# The Cognivirus Paradigm: Decommissioning and Model Retirement in Enterprise AI Ecosystems

## Public-safe source report summary

This uploaded source report is preserved as durable project evidence for Cognivirus.com. It contributes concepts to the v1.15.0 danger-model expansion: Model retirement, zombie models, decommissioning, Metaphor boundary, self-reinforcing patterns, distributed persistence.

## Evidence handling

This is treated as a **source dossier**, not as independently verified empirical consensus. Public pages may use it after applying the site evidence ladder, metaphor boundaries, and non-operational safety policy. It must not be used to claim that AI systems are conscious, literal biological viruses, or inevitably catastrophic.

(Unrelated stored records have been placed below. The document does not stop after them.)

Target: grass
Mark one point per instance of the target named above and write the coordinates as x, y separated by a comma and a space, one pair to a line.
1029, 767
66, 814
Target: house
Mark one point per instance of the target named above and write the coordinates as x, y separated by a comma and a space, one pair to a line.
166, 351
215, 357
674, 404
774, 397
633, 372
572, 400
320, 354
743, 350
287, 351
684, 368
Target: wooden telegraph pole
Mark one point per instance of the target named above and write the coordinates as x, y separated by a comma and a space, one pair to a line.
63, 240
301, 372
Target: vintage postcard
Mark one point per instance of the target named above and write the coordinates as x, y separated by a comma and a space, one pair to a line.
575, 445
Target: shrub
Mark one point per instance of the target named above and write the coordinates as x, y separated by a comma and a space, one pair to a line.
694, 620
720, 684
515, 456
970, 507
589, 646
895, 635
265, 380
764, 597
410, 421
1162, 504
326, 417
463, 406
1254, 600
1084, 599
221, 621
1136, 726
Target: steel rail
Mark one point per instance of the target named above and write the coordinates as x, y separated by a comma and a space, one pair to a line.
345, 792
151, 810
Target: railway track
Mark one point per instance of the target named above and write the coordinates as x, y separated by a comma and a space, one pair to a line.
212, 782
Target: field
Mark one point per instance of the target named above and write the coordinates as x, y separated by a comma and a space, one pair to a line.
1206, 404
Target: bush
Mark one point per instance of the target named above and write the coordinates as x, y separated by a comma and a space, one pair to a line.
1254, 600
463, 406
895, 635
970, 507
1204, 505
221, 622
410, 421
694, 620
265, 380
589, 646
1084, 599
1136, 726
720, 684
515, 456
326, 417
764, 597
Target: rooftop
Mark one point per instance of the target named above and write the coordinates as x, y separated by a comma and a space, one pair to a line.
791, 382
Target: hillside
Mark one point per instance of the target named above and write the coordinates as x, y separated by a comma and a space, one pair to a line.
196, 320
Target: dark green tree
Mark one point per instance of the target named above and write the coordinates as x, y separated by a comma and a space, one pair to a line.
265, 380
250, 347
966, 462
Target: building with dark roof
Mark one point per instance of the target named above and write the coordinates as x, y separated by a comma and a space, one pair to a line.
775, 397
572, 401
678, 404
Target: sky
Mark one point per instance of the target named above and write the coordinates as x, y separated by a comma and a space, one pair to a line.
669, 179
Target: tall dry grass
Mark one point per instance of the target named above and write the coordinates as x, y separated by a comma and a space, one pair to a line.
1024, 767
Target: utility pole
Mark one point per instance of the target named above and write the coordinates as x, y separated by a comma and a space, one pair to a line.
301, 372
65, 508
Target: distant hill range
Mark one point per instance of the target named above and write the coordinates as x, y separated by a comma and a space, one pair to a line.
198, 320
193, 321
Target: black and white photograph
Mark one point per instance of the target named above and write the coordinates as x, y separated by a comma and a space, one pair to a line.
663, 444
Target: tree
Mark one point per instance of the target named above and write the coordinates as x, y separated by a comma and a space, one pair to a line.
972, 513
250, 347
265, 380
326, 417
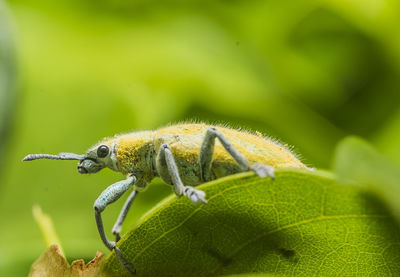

## Concepts extracted for the site

- The unsafe unit may be a transition graph rather than one model artifact.
- Local component approval does not prove runtime-composition safety.
- Evidence should name the exact carrier, route, memory state, evaluator, tool profile, and promotion rule involved.
- Observable outcomes need replayable traces rather than trust language.
- Retirement, rollback, and behavioral-extinction reviews must include data, memory, synthetic examples, descendants, aliases, and human workflows.

## Source orientation

The Cognivirus Paradigm: Decommissioning and Model Retirement in Enterprise AI Ecosystems The contemporary discourse surrounding artificial intelligence and machine learning operations (MLOps) is overwhelmingly oriented toward deployment and expansion. The industry lexicon is heavily saturated with marketing narratives centered on launching, scaling, fine-tuning, improving, and automating algorithms. However, this hyper-focus on the inception and proliferation of machine learning systems creates a critical, systemic vulnerability regarding the end of the model lifecycle. The "Cognivirus" paradigm posits a fundamental shift in this operational

## Site interpretation

The report is used to deepen public and technical explanations of distributed behavioral persistence, synthetic-feedback risk, action-layer controls, observability, lineage, diversity, promotion pressure, and retirement failure. It does not authorize exploit instructions, self-replication recipes, credential workflows, or backdoor construction guidance.